Sin embargo, en el momento en que el cuerpo social muestre señales de restitución de la calma, será abatido con un nuevo blitzkrieg de incertidumbres provenientes de las más diversas fuentes, derrotando la moral y quebrando la salud de cientos de miles, licuando aun más los salarios, emitiendo más telegramas de despido, cerrando más persianas, quitando alimento de las mesas y remedios de los consultorios. Reinicia así el ciclo del descalabro total, chicana y tormenta de arena: rumores y actos; candidatos y dólar; procesamientos y tarifazos; gestos y titulares; luego la calma nuevamente; en loop hasta las eleccionespues esta es, ni más ni menos, la estrategia electoral de Cambiemos. Intercalar un par shocks seguidos de una falsa calma hasta el momento de la votación, cuando, en contraste con aquellos momentos tan amargos y recientes, se sienta un bienestar comparativo mucho mayor. Esto no significa que el oficialismo vaya a ganar las elecciones, pero es posible que con esta práctica logre conservar buena parte de su base y ganar terreno el tercer tercio.

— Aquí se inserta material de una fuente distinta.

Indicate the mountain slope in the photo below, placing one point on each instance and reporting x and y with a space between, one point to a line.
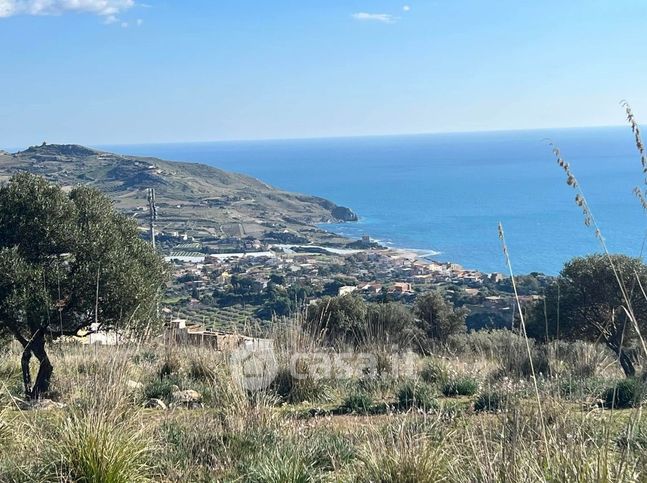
190 196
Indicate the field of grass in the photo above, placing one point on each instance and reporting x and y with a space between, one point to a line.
462 415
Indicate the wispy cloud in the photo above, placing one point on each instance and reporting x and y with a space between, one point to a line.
374 17
109 9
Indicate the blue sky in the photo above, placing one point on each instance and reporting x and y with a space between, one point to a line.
121 71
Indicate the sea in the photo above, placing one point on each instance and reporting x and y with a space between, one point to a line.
443 195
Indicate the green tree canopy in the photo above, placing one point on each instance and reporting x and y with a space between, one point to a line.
438 318
339 319
69 263
586 303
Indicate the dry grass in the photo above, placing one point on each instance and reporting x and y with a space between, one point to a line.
104 434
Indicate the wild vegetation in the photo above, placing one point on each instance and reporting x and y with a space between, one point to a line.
350 391
464 415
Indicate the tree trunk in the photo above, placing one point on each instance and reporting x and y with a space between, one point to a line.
45 369
26 373
36 347
626 362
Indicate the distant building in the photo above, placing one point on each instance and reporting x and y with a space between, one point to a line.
402 287
345 290
495 277
372 288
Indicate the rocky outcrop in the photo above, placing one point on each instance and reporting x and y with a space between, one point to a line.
341 213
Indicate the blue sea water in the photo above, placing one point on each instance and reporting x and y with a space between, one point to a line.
445 193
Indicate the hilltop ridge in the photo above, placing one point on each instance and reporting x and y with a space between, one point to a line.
190 196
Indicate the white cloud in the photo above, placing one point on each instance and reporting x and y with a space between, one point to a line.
105 8
374 17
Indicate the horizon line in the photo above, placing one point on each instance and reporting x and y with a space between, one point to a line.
324 137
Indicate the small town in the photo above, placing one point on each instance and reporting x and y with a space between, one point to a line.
231 283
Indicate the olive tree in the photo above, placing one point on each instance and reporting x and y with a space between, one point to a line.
586 302
438 318
69 263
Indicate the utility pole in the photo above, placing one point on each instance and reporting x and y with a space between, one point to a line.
153 213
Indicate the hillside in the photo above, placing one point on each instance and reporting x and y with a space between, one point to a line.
190 196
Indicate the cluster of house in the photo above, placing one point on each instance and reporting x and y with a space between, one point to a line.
181 332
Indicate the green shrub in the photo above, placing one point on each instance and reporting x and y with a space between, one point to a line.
296 390
463 386
627 393
491 401
416 395
435 372
161 389
282 465
201 370
331 451
359 402
170 366
98 447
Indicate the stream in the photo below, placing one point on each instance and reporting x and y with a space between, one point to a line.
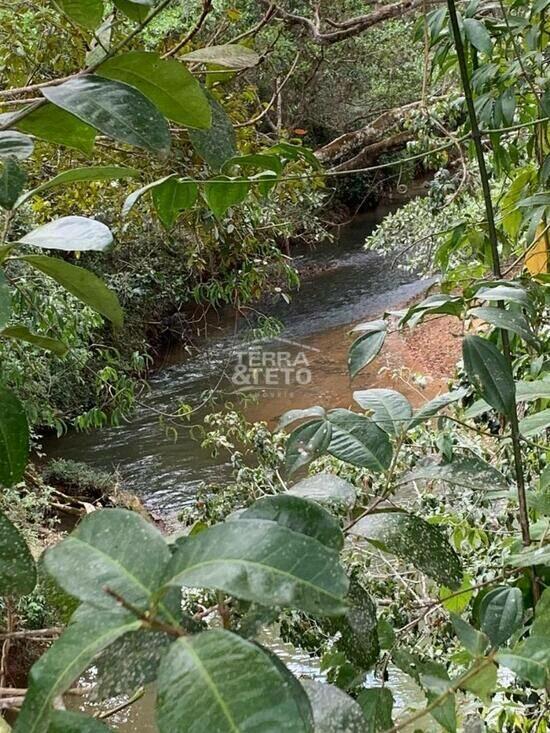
304 366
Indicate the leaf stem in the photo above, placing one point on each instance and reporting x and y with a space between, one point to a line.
493 241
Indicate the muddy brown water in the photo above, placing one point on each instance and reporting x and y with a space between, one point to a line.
306 365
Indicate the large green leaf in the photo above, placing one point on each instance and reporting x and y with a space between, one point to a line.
377 706
300 515
82 283
468 471
333 710
390 410
218 682
356 632
5 300
359 441
111 549
67 721
223 192
12 180
262 562
536 423
70 233
514 322
231 55
501 613
488 370
22 333
219 142
172 197
14 144
91 173
529 660
166 82
14 438
86 13
525 392
306 442
364 349
326 488
65 661
415 541
134 197
17 568
54 125
115 109
432 407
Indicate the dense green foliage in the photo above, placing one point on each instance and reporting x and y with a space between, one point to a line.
186 611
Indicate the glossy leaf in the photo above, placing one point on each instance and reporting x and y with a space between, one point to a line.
262 562
115 109
14 144
54 125
113 549
415 541
489 371
326 488
172 197
223 192
67 721
64 662
70 233
249 692
166 82
134 197
219 142
12 181
333 710
483 683
432 407
22 333
468 471
299 515
86 13
231 55
390 410
536 423
525 392
377 706
82 283
501 614
356 631
529 660
5 300
476 642
17 568
514 322
306 442
75 175
364 349
359 441
14 438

Esta especie de táctica de tortura colectiva, civil, insidiosa y sanitizada, asedia a la política como target pero tiene de rehén a la ciudadanía, quien pone el dinero, el cuerpo y la energía para sostener al país a flote, la que «tira del carro» y «aguanta sin llorarla», mientras los bancos y la City obtienen ganancias exorbitantes (y las fugan).

Sería necesario entonces invertir el espejo: allí donde proyectamos desesperación y desorientación (en el oficialismo) hay en realidad calma, claridad y determinación. La zozobra es toda del Otro, merced al gaslighting profesional, de manual —del manual de Bannon—, que aplica el gobierno contra sus propios ciudadanos sin que le tiemble el pulso. Sólo una pequeña porción de la población, cómoda y segura, puede condescender en la negación de la pérdida sustancial de nuestra calidad democrática. Ser electo por voto popular es condición necesaria pero no suficiente para constituir un gobierno democrático.

 Entre Manu Ginóbili y el 42% de niños bajo la línea de pobreza, la excepcionalidad argentina que se inserta triunfal en el mundo y la república de élite, ha transcurrido una semana en la que el péndulo fue desviado de su oscilación perenne hacia una serie de giros maniáticos de los que nadie, en última instancia, tiene el control.